AM3F-FlowNet: Attention-Based Multi-Scale Multi-Branch Flow Network
Round 1
Reviewer 1 Report
The paper is on the topic multiscale and multibranch performance boosting.
In Table 2, for CASMEII(5classes) the proposed method's performance is too high compared to other methods. ~10% boost. Why there is not such significant improvements in other two datasets? Is it due to the dataset level or is it due to class size. Justifications are missing.
Results on combination of datasets are not boosting the performance too drastically. Is it due to?
Tables 4-5 are not very clear what author want to show.
As an observation, MOFRW contributes majorly. And MSFF is the least. I believe these tables can be combined for better understanding.
Table 6 is about loss functions. And shows that LASCE outperforms compared to other. WHy?
Ablations studies can be scaled up to more experiments?
We need more visualizations to make a conclusion.
References are adequate but can be further updated.
Minor grammatical corrections needed.
Author Response
Please see the attachment.
Author Response File: Author Response.docx
Reviewer 2 Report
The paper proposes a deep-learning architecture to integrate three kinds of optical flow information (horizontal optical flow, vertical optical flow, and optical strain) for recognizing facial micro-expressions. While the paper present a rich set of results, I have the following questions/suggestions.
[Major]
1. Can the authors provide direct evidence of the effectiveness of the proposed LASCE, namely mitigation of the class imbalance problem? (e.g., showing some confusion matrices)

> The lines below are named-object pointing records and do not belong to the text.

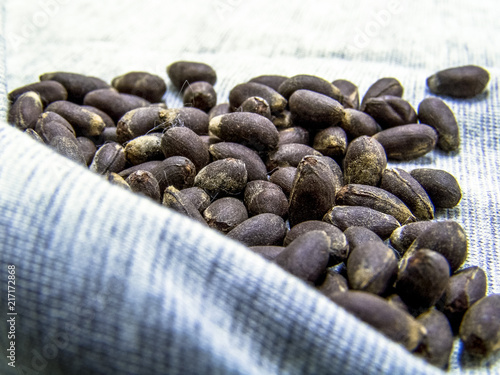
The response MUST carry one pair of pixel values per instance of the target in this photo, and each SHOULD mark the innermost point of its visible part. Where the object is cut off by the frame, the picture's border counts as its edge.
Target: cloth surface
(110, 283)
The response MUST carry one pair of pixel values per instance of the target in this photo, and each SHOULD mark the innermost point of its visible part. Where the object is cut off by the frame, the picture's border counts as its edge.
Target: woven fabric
(110, 283)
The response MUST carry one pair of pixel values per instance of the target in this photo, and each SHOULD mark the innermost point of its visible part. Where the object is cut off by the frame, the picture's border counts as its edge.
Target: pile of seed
(296, 169)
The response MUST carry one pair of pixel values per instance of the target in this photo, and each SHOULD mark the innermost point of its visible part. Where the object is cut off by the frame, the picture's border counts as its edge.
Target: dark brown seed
(77, 85)
(331, 141)
(284, 177)
(357, 123)
(248, 129)
(480, 328)
(144, 183)
(339, 247)
(447, 238)
(441, 186)
(422, 278)
(403, 237)
(313, 110)
(143, 84)
(307, 256)
(371, 267)
(110, 157)
(376, 198)
(49, 91)
(460, 82)
(144, 148)
(176, 201)
(227, 176)
(289, 155)
(23, 114)
(349, 91)
(260, 230)
(183, 73)
(243, 91)
(83, 121)
(405, 187)
(114, 103)
(67, 147)
(437, 344)
(87, 147)
(407, 142)
(197, 196)
(200, 95)
(256, 169)
(256, 104)
(389, 320)
(273, 81)
(344, 217)
(182, 141)
(177, 171)
(309, 82)
(313, 192)
(268, 252)
(464, 289)
(364, 162)
(434, 112)
(389, 111)
(384, 86)
(225, 214)
(294, 134)
(265, 197)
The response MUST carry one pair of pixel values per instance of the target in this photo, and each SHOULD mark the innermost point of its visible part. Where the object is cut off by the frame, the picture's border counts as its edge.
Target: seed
(200, 95)
(349, 92)
(384, 86)
(273, 81)
(83, 121)
(437, 344)
(143, 84)
(371, 267)
(144, 183)
(422, 278)
(114, 103)
(405, 187)
(375, 198)
(389, 320)
(441, 186)
(331, 141)
(339, 247)
(464, 289)
(459, 82)
(144, 148)
(389, 111)
(227, 176)
(260, 230)
(313, 192)
(76, 85)
(309, 82)
(225, 214)
(49, 91)
(480, 328)
(364, 162)
(248, 129)
(183, 73)
(307, 256)
(434, 112)
(344, 217)
(313, 110)
(174, 200)
(182, 141)
(407, 142)
(24, 113)
(447, 238)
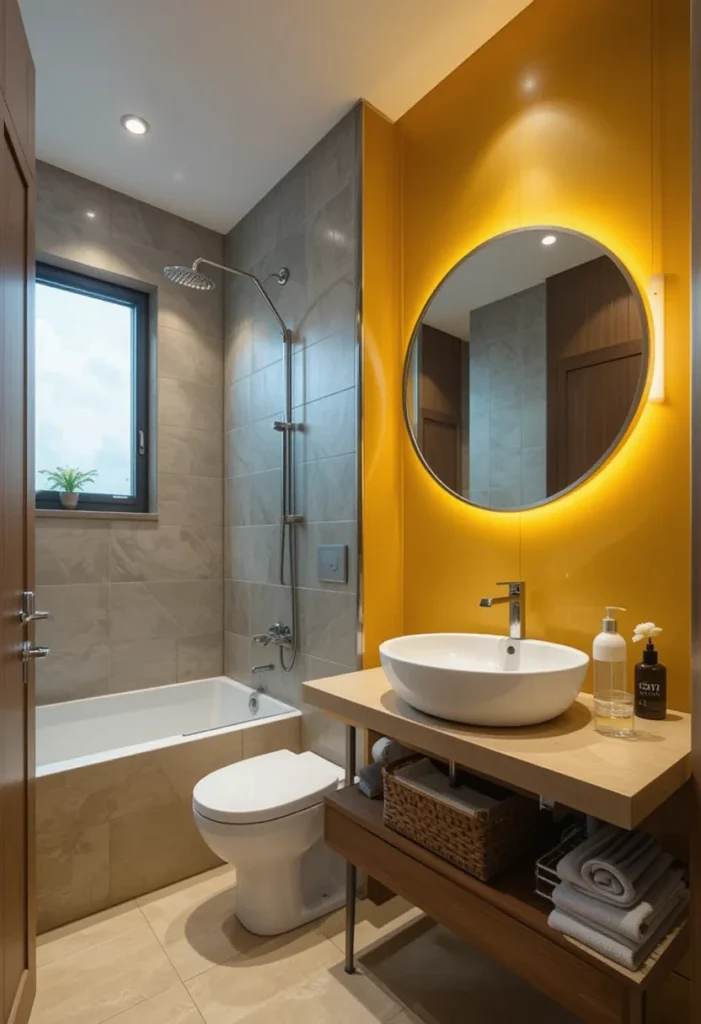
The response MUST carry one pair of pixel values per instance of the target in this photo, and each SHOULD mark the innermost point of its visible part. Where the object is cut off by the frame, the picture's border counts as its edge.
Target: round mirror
(526, 368)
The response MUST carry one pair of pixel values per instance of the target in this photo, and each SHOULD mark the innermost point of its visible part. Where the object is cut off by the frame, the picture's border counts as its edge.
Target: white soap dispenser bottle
(613, 696)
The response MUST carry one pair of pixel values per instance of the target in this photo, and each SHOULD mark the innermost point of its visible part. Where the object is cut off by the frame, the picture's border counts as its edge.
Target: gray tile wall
(309, 222)
(508, 400)
(140, 603)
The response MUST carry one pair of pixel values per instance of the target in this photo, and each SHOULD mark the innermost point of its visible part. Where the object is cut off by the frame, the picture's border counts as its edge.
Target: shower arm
(254, 279)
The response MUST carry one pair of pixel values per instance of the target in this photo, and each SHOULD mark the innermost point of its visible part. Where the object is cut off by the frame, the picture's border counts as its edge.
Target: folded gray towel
(615, 865)
(386, 750)
(632, 925)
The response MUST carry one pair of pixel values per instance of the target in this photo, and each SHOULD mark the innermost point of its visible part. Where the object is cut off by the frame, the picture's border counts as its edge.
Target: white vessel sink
(481, 679)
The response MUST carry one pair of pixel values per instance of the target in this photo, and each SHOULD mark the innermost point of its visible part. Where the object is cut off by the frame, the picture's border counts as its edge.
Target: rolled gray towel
(369, 781)
(386, 750)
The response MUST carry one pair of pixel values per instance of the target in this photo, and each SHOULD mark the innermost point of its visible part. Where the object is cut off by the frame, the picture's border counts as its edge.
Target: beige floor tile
(172, 1007)
(86, 933)
(329, 996)
(195, 923)
(166, 906)
(229, 993)
(100, 981)
(436, 976)
(373, 923)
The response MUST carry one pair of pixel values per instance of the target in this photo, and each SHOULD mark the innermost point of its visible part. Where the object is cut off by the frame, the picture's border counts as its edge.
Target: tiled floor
(179, 956)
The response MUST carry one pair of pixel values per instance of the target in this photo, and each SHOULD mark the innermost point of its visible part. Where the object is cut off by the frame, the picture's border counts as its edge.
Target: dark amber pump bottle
(651, 686)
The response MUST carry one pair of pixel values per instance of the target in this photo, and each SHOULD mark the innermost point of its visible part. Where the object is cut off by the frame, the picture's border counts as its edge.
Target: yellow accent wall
(602, 145)
(381, 380)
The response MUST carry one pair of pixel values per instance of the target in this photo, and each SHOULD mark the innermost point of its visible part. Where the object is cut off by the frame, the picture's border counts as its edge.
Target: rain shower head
(189, 278)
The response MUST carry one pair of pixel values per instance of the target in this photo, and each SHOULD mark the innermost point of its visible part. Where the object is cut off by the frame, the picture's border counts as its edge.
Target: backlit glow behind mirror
(526, 368)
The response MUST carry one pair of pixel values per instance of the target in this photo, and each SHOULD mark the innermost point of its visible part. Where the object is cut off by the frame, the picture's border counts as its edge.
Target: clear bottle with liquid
(613, 695)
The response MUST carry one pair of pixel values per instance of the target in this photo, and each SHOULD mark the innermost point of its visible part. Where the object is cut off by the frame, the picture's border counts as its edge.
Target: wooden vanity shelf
(505, 919)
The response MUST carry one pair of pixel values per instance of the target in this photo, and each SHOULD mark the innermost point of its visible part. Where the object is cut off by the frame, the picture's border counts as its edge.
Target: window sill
(87, 514)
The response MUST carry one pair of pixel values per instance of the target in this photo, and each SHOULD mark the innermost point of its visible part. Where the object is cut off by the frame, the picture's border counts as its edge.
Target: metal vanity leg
(351, 872)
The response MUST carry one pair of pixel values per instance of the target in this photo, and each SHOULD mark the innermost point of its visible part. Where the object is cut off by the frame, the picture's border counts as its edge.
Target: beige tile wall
(110, 832)
(140, 603)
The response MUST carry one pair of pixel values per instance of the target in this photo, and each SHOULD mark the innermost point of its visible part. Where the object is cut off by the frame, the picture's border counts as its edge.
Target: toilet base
(297, 893)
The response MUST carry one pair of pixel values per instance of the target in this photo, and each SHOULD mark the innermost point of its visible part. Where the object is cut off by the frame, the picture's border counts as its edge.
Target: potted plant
(69, 482)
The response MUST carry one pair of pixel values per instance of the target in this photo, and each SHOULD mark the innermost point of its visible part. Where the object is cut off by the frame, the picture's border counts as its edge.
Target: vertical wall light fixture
(657, 310)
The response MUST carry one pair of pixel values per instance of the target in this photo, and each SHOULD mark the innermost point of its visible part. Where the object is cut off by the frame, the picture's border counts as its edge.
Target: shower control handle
(29, 651)
(29, 611)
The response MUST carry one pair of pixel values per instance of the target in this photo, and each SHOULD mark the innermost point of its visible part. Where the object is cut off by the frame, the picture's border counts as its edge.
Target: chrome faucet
(276, 634)
(517, 608)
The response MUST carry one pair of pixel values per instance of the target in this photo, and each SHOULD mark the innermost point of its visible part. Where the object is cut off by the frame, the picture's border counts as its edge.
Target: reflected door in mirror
(526, 368)
(440, 369)
(595, 355)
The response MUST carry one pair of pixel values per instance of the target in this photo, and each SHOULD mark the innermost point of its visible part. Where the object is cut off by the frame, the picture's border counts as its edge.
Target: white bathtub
(115, 786)
(83, 732)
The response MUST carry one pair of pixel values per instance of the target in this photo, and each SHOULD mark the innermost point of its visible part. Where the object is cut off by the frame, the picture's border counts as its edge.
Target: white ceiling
(506, 266)
(236, 91)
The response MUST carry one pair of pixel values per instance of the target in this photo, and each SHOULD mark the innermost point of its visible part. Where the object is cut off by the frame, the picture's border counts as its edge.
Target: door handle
(30, 650)
(29, 611)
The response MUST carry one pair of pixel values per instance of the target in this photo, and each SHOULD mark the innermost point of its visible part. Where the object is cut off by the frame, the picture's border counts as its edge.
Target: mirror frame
(634, 407)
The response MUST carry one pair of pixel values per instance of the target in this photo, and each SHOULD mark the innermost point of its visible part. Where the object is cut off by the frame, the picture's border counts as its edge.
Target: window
(92, 388)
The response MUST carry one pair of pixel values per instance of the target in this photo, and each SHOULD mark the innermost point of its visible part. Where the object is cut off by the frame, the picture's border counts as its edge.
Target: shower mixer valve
(277, 634)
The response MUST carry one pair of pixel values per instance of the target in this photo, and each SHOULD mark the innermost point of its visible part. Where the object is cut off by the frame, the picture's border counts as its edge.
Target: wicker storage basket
(482, 842)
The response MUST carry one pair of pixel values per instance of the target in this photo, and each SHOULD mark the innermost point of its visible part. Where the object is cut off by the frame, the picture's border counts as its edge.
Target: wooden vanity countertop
(618, 780)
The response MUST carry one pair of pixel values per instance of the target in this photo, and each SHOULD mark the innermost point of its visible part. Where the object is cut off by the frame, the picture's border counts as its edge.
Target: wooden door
(595, 363)
(440, 386)
(17, 932)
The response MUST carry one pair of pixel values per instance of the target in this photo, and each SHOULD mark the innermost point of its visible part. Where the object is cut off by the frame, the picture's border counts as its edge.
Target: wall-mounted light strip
(657, 310)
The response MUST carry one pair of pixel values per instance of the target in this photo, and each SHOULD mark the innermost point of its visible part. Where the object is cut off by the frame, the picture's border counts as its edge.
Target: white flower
(646, 631)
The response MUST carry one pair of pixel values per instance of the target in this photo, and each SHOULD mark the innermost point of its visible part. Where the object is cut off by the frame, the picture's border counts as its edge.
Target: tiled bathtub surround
(309, 223)
(119, 828)
(140, 603)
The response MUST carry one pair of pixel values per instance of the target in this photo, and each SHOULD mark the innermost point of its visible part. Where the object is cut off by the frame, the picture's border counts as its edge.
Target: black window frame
(82, 284)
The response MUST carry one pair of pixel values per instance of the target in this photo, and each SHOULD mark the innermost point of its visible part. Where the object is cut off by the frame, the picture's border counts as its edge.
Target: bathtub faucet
(277, 634)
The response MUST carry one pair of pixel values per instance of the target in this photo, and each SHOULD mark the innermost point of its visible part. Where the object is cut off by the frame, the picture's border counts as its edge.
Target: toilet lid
(265, 787)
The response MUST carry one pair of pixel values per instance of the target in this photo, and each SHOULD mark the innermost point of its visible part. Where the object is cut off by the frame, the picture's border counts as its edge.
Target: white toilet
(265, 817)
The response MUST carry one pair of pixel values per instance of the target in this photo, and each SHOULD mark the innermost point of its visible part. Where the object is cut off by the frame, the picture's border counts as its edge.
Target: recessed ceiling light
(135, 124)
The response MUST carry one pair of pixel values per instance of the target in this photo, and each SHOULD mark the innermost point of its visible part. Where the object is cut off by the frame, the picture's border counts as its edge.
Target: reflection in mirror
(526, 368)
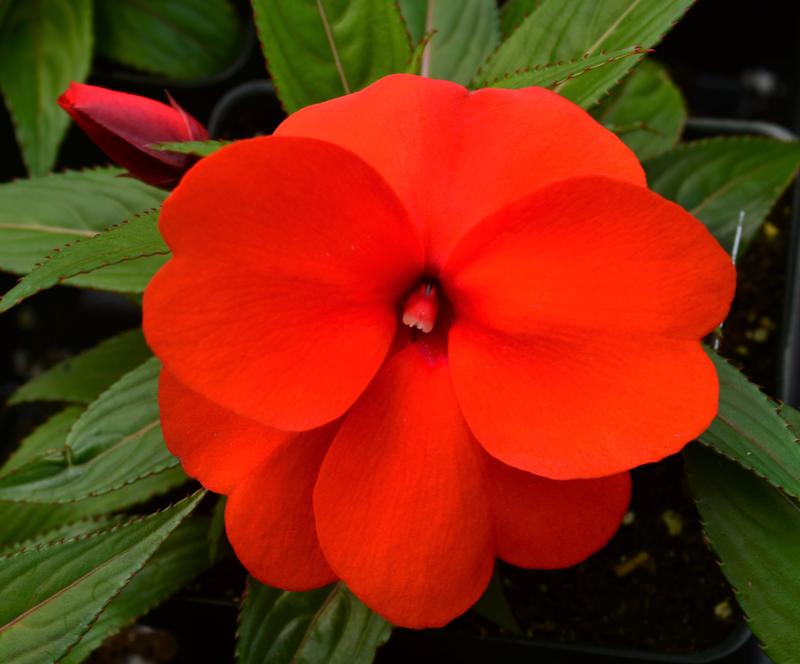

2. Do Tables 2 & 3 present the max, mean, or one-time performance for each method on each dataset? In Table 3, the proposed AM3FFlowNet does not seem to outperform BDCNN in statistical sense. So the authors may want to run some statistical tests and discuss whether AM3FFlowNet outperforms BDCNN in terms of accuracy/F1 or efficiency.
3. Do the authors cherry-pick example images for Fig.5? How consistent are the heat maps from Grad-CAM on different images of the same category?
[Minor]
4. The authors may want to discuss/cite this review article:
Ben, X., Ren, Y., Zhang, J., Wang, S. J., Kpalma, K., Meng, W., & Liu, Y. J. (2021). Video-based facial micro-expression analysis: A survey of datasets, features and algorithms. IEEE transactions on Pattern Analysis and Machine Intelligence, 44(9), 5826-5846.
Author Response
Please see the attachment.
Author Response File: Author Response.docx
Round 2
Reviewer 1 Report
The paper is not in a good shape. Author has responded to all raised concerns and I have not further questions.
Reviewer 2 Report
The authors have addressed all my concerns.